SINGAPORE (BLOOMBERG) - DBS Group Holdings' ability to handle nonperforming loans was questioned by analysts at JPMorgan Chase after the Singaporean bank revealed potential losses from its S$700-million exposure to a troubled oil- services firm.
In an Aug. 3 report, JPMorgan analysts Harsh Modi and Raunak Mukherjee cut their rating on DBS to neutral from overweight and recommended investors sell the bank's stock ahead of its second-quarter earnings announcement on Aug. 8.
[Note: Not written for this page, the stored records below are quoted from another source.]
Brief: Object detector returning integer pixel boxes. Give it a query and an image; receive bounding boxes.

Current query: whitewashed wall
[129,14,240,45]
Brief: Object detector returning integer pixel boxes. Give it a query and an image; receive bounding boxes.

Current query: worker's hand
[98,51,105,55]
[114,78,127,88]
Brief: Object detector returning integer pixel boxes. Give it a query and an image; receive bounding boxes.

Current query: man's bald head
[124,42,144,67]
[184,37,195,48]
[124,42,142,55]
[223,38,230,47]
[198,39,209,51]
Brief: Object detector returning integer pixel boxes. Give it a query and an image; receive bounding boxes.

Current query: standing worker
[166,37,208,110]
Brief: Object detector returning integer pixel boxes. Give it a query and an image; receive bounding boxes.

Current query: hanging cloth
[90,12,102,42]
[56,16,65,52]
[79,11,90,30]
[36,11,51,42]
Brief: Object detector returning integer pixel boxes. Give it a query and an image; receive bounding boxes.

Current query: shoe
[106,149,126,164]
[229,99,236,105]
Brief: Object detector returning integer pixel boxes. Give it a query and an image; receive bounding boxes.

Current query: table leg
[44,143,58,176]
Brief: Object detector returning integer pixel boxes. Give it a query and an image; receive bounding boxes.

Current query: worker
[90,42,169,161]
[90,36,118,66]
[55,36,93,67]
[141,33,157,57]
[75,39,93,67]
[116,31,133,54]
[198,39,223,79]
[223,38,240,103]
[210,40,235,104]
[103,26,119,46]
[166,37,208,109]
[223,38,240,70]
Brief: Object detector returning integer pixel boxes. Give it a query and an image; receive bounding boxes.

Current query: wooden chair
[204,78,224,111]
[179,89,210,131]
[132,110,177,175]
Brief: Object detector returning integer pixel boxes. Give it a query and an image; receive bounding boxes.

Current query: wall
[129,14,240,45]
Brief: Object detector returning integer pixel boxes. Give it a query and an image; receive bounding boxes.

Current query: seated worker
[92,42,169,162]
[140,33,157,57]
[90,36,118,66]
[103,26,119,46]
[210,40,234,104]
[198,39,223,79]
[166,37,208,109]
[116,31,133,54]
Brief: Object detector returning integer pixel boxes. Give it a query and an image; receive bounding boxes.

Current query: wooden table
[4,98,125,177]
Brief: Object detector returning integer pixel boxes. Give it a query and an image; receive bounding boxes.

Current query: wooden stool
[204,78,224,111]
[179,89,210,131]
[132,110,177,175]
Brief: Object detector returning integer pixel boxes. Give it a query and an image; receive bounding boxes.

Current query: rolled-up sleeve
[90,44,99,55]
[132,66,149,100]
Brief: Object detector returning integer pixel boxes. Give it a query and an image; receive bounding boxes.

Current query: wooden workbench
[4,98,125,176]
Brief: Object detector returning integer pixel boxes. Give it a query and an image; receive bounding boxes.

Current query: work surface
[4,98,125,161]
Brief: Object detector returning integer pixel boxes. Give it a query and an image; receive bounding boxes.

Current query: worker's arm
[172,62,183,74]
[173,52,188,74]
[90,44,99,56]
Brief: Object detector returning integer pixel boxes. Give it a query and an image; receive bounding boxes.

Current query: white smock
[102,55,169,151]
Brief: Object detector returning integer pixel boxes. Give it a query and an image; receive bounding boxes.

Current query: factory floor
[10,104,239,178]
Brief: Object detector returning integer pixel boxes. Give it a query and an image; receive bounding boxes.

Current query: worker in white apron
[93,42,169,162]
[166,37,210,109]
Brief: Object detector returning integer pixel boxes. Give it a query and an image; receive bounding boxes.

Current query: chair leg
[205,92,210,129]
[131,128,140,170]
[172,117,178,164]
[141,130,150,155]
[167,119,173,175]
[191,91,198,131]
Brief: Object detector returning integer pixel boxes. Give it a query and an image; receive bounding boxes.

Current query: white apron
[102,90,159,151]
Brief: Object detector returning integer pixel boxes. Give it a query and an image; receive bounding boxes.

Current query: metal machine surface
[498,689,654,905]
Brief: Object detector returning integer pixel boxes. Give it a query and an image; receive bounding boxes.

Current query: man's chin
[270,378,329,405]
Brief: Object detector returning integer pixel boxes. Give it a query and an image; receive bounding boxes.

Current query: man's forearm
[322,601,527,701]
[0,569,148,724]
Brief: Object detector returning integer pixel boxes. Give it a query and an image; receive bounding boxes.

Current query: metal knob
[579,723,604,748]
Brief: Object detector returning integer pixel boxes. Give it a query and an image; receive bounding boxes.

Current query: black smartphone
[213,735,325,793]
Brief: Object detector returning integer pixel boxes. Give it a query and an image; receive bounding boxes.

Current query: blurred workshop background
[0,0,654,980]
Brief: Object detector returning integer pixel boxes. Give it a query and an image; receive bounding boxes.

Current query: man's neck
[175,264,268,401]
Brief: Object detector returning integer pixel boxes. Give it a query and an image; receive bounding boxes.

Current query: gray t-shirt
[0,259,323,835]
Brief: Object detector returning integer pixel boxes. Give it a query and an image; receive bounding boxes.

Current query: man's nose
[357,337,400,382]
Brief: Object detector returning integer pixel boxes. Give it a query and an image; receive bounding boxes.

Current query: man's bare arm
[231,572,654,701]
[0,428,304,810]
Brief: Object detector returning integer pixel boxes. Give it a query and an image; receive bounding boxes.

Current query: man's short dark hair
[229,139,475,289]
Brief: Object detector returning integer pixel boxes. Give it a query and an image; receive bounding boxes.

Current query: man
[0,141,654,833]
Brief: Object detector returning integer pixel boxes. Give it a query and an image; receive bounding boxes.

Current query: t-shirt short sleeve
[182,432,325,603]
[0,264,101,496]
Singapore's largest lender said in a July 28 filing that it expects to recover only half of its exposure to Swiber Holdings Ltd. and its units, for which it would set aside provisions of S$150 million.
"The core tenet of DBS's investment thesis is the bank's ability to tide over ongoing NPL cycle better than peers due to shifts in underwriting practices since 2009," Mr Modi and Mr Mukherjee said. "The abrupt downgrade of S$700 million exposure to Swiber challenges that confidence."
Swiber, which provides construction services for international oil and gas projects, filed a petition last week to liquidate its operations, after facing payment demands from creditors. The firm subsequently dropped the liquidation in favor of a plan to operate under judicial management, which would allow it to continue business under court supervision while it attempts to turn itself around.
The JPMorgan analysts cut their forecasts for DBS's earnings for this year through 2018 by 6 per cent. They lowered their share-price target to S$15 from S$16. The stock last traded 0.3 per cent lower at S$15.05 as of 4 p.m. on Thursday.
"There is a risk that investors' perception on DBS's asset quality pivots back to the bank's track records during the 2008-2009 cycle, limiting the upside of the stock," the analysts wrote.